Kyle Johnston crowned USASA National Slopestyle Champion

GloversvilleÕs Kyle Johnston, center, stands atop the podium after winning the 18-22-year-old slopestyle division at United States of America Snowboard and Freestyle Association National Championship on April 9 at Copper Mountain, Colorado. Joining Johnston on the podium are runner-up Parker Shell, left, and third-place finisher Haakon Zander. (Photo submitted)

GLOVERSVILLE — Kyle Johnston has been on skis since he was about three years old and just having fun conquering the slopes at Royal Mountain and other local venues.

He then took his skills to a new level by skiing competitively at 11 but still wanted to face new challenges on the snow.

That challenge proved to be the competition of Slopestyle in which athletes ski or snowboard down a course including a variety of obstacles including rails and jumps and judges award points for amplitude, originality and quality of tricks.

The Gloversville resident has been successful enough to qualify for the national championship six times and made the trip to compete three times.

The third times was the charm for Johnston as he went to Copper Mountain in Colorado and brought home the United States of America Snowboard and Freestyle Association National Championship for the 18-22-year-olds.

“I have actually competed four other times and qualified six times but one year I didn’t go out and the last time I got hurt just before the competition,” Johnston said. “Before that I struggled and never even landed a run out there before this year.
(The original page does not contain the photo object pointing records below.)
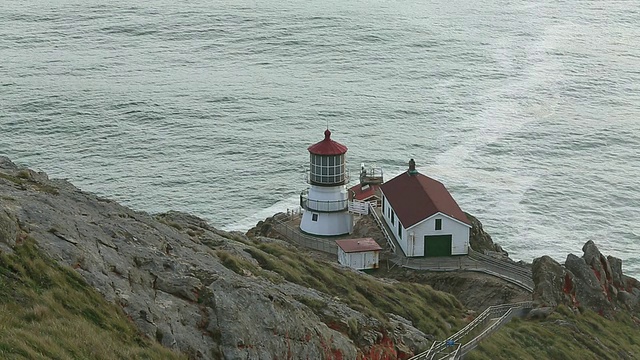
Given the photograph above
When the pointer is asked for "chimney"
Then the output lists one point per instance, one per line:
(412, 168)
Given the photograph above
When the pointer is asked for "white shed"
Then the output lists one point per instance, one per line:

It felt good just to do that and to win was lucky.”

The event drew over 1,900 competitors from 32 regions and 40 states to compete for USASA National Championship titles in 14 different age groups. ranging in age from 5 to 75.

Johnston competes in the Catskill Mountain Series and won three out of four regional events this year including the Royal Mountain Fools Gold Rail Jam to qualify for the nationals.

A freshman at Fulton-Montgomery Community College, Johnston said that thanks to Mother Nature, he was more relaxed this time at the championships.

“I was a lot more confident and the conditions were definitely a lot better this time,” he said. “I usually struggle because it is really warm out there, so the speed isn’t very good, but this year it was really nice. And we had a lot of fun skiing. They got like 30 inches of snow in two days just before the competition so we were able to have a lot of fun up on the mountain before the competition and that definitely helped.”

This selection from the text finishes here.